Overfitting
Memorizing instead of learning
When a model memorizes the training data and fails on unseen data — the most common, most dangerous trap in ML.
Overfitting happens when the model learns the noise and edge cases of the training set instead of the underlying pattern. Training accuracy keeps climbing while test accuracy drops — the classic signature. The model is overconfident, and reality won't reward that confidence.
Common causes: an over-flexible model (too many parameters, deep trees, too many iterations), insufficient or homogeneous training data, or distribution differences between train and test that were ignored. When model capacity exceeds what the data actually says, the model treats noise as pattern.
Standard defenses: validation set, cross-validation, regularization (L1, L2, dropout), early stopping, data augmentation, and getting more data.
A student who memorizes the exact exam questions.
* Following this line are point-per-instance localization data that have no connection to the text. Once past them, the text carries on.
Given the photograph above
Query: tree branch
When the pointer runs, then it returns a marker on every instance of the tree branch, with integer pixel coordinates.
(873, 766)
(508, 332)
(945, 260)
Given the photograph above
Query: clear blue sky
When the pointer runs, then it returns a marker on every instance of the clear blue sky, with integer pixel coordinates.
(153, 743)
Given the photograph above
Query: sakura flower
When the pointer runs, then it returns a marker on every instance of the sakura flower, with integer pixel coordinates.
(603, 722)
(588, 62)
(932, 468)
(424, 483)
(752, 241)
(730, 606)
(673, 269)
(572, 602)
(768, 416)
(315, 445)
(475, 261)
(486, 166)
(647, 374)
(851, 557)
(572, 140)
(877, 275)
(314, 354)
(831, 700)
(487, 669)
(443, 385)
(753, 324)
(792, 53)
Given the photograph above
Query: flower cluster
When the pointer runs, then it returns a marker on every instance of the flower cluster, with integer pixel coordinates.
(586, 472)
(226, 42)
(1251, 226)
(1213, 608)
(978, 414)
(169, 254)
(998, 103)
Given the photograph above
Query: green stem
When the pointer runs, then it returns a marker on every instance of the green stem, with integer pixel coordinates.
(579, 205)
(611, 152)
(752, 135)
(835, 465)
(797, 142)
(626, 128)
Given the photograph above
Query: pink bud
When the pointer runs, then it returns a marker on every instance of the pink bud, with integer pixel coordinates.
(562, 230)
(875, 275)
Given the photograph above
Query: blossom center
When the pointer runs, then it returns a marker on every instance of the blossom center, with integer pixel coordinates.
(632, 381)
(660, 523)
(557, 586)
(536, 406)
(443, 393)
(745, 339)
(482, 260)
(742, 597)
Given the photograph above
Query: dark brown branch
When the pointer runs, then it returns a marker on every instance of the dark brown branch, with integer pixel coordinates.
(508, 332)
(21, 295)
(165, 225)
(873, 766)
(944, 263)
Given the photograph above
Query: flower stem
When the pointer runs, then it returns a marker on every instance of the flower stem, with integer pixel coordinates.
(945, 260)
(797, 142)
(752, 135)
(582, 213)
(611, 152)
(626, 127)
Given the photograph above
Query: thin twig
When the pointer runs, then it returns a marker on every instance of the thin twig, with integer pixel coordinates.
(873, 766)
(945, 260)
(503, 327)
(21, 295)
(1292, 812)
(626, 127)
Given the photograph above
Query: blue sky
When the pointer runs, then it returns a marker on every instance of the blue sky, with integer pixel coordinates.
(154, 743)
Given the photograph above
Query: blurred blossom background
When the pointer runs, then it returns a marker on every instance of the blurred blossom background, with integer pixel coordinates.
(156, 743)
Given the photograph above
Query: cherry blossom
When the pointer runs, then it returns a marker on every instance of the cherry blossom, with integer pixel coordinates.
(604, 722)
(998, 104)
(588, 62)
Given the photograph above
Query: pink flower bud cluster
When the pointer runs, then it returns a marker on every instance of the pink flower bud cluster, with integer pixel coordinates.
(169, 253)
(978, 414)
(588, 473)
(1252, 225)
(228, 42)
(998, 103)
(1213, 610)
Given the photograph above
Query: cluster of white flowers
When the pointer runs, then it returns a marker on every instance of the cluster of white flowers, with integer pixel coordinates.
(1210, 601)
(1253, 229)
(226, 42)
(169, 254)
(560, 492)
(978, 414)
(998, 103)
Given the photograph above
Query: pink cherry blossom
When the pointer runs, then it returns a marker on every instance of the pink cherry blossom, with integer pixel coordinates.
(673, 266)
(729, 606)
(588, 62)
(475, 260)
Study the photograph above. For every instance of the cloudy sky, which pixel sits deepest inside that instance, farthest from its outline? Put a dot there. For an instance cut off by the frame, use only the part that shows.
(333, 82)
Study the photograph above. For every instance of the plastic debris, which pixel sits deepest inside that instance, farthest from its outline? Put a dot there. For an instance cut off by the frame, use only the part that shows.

They can answer every drilled question perfectly. On the final, the wording changes slightly — they freeze. They never understood the topic, only memorized question-answer pairs. Training accuracy 100%, test accuracy 50%. An overfit model is exactly that student.
A team trains a fraud detector on a small 800-row dataset. Random forest, no max_depth, 1000 trees. Training accuracy 99.8%. Excitement; ship it. Week one in production: real accuracy is 62%. Customer complaints explode.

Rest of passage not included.